Кристина пробормотала слова восхищения, поскольку браслет действительно был шедевром — его яркое новое серебро сверкало в свете горевших свечей.

— Позвольте мне проверить, правильно ли подобран размер. — Годфри взял своей лапой ее ручку и излишне долго не отпускал, надевая браслет на ее руку с прекрасными тонкими белыми пальцами и защелкивая его на запястье. Все еще удерживая руку Кристины в своей, он второй рукой взял девушку под локоть, откинув свободный рукав ее накидки, чтобы полюбоваться тем, как великолепно исполнен браслет.

Девушка слегка вздрогнула от его прикосновения, поскольку ни одному мужчине — даже Эдгару — не было позволено дотрагиваться до нее, если при этом не присутствовала другая женщина.

— Прекрасно! Теперь, когда мы его немножко уменьшили, он сидит именно так, как должен, и, тем не менее, вы можете свободно продеть в него руку.

Щеки Кристины порозовели, и она порадовалась про себя тусклому освещению комнаты. Она не была уверена как относится к Годфри Фитцосберну, — по слухам, в городе у него была определенная репутация, но он, без сомнения, обладал приятной наружностью, пусть даже по возрасту годился ей в отцы. Его собственная жена, Мабель, была всего на несколько лет старше ее, хотя кумушки утверждали, что они с женой ненавидят друг друга почти так же сильно, как и Джон де Вулф и его супруга Матильда.

Кристина медленно, чтобы не обидеть, отняла у него руку.

— Он очень мил, и он мне очень нравится, — негромко произнесла она.

Фитцосберн подался вперед, чтобы потрепать ее по щеке.
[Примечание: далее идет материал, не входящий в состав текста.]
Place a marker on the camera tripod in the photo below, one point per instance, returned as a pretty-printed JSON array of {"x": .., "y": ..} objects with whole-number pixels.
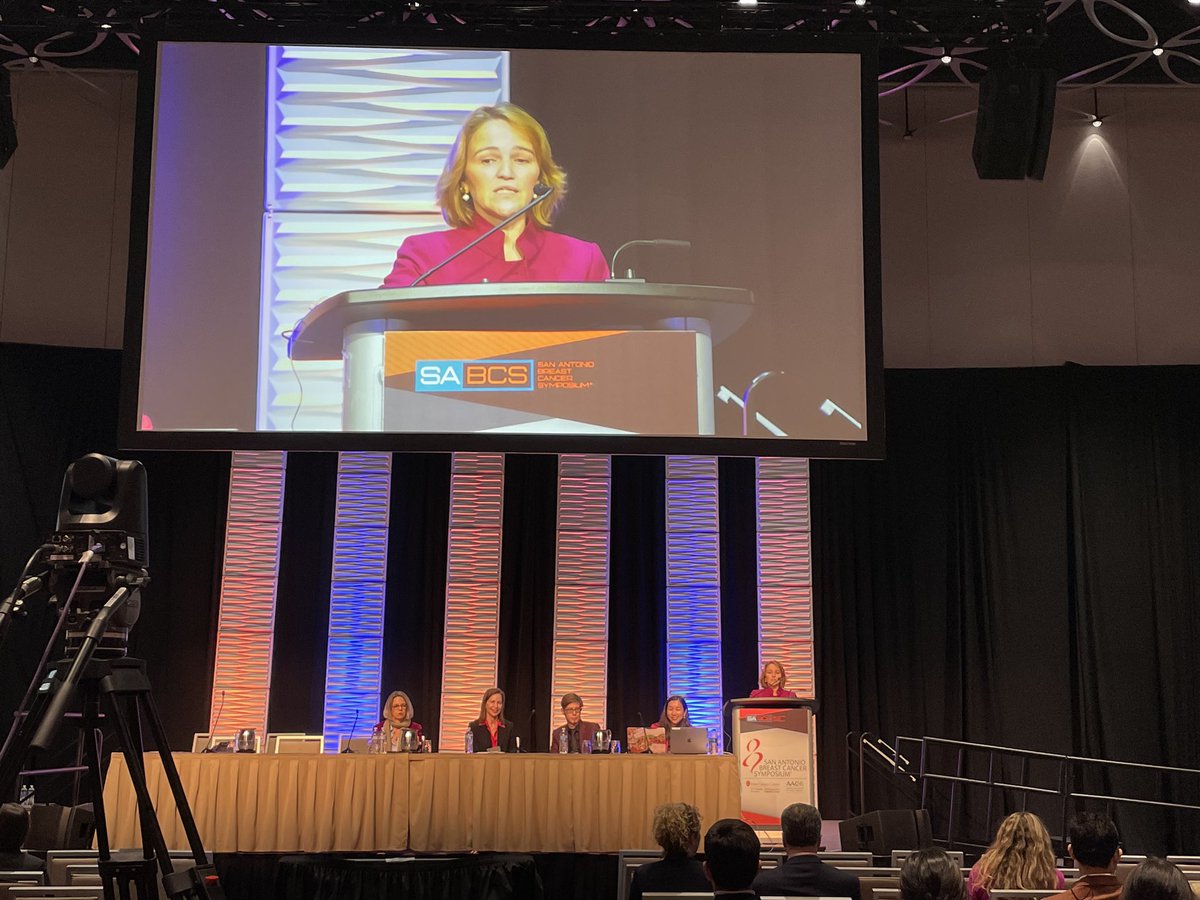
[{"x": 124, "y": 684}]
— Вы должны также поблагодарить Альфреда и Гарта. Хотя придумал вещицу я, воплотили ее в металл они.

Она неохотно повернулась и кивнула двум мужчинам, которые все время следили за ней, словно коршуны.

Альфред приложил палец к пряди надо лбом.

— Всегда с радостью готов сделать вам приятное, госпожа, — сказал он очередную двусмысленность. — И, я уверен, Гарт чувствует то же самое.

Фитцосберн, уловив подтекст, бросил грозный взгляд на своих помощников, и они поспешно опустили глаза, постукивая и полируя металл, который был их жизнью.

— На улице холодно, госпожа. Не могу ли я предложить вам стакан горячего вина, перед тем как вы уйдете? — Фитцосберн кивнул головой в сторону занавешенной двери.

Девушка снова залилась краской. Она все еще не научилась отклонять нежелательные предложения своевольных и властолюбивых мужчин.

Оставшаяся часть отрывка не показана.